According to the TN Agriculture Department, the short-term kuruvai paddy in the Cauvery Delta has been yielding a good harvest following the state’s immaculate water augmentation and distribution system. Preparations for the kuruvai crop has reached its third stage of operations in the beginning of June 2022. The Mettur dam (Stanley reservoir) is now able to provide water for karuvai operations this year. This means that the entire farming community in the Cauvery Delta spread across the four fertile districts along the river is in for a major harvest in October. The kuruvai is cultivated on more than five lakh acres in the districts of Thiruvaroor, Tiruchi, Nagapattinam, Thanjavur and parts of Cuddalore.
Water is released from Mettur Dam on June 12 every year which sustains the kuruvai crop. Since Karnataka has released enough water till July 30 the dreams of farmers in Tamil Nadu have begun to look up. The Mettur Dam can be opened only if the water level is above the 90 ft mark. This mark was reached once in June and twice in July this year. Even in the first week of August, the reservoir maintained that level, Karnataka officials pointed out.

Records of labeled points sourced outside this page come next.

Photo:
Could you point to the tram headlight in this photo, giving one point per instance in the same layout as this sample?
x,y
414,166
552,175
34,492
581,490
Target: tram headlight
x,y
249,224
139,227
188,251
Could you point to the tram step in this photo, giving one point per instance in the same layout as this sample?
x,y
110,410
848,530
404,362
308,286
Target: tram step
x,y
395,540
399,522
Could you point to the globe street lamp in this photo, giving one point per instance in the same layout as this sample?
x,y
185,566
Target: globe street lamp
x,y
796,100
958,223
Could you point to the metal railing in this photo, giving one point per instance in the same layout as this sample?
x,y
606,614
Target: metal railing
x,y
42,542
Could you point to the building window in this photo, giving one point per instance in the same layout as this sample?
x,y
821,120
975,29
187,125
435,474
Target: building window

Given the rains so far, the experts hope that the KRS reservoir will reach its full level (124.80 ft) by end of August or latest by the first week of September, but with Tamil Nadu renewing its demand of 46 TMC of water with the central government, the reservoir might lose water rapidly
The Cauvery Delta Farmers’ Welfare Association has blamed the Centre for its failure to constitute the Cauvery Water Management Board as per the directive of the Cauvery Water Dispute Tribunal.
Farmer leaders in the Cauvery Delta Farmers’ Association and the entire farming community in Tamil Nadu wanted the government to act fast in constituting a centrally-managed Cauvery Water sharing mechanism with experts from Karnataka, Tamil Nadu and Kerala at a time when the rains are at peak and the augmentation of water was at its best in both Tamil Nadu and Karnataka.
The Consortium of Indian Farmers Associations (CIFA), has studied various inter-state water sharing protocols in Uttarkhand, Assam, Bihar, Bengal and Odisha which also receive heavy rains but lack the augmentation and canal network of Tamil Nadu.
The Centre For Climate Change at Periyar Maniammai University, Thanjavur in an expert opinion, said that there was surplus water in all the rivers of Karnataka with the Netravati, Hemavathi and Harangi rivers all overflowing and the surplus water discharged into the Arabian sea. It would have been possible for the state to to divert the water to the Cauvery through a series of link canals. The National Water Development Authority (NWDA) under the Ministry of Water Resources has finalised a proposal to divert surplus water from the Netravati basin to the water-deficient Cauvery basin in Tamil Nadu.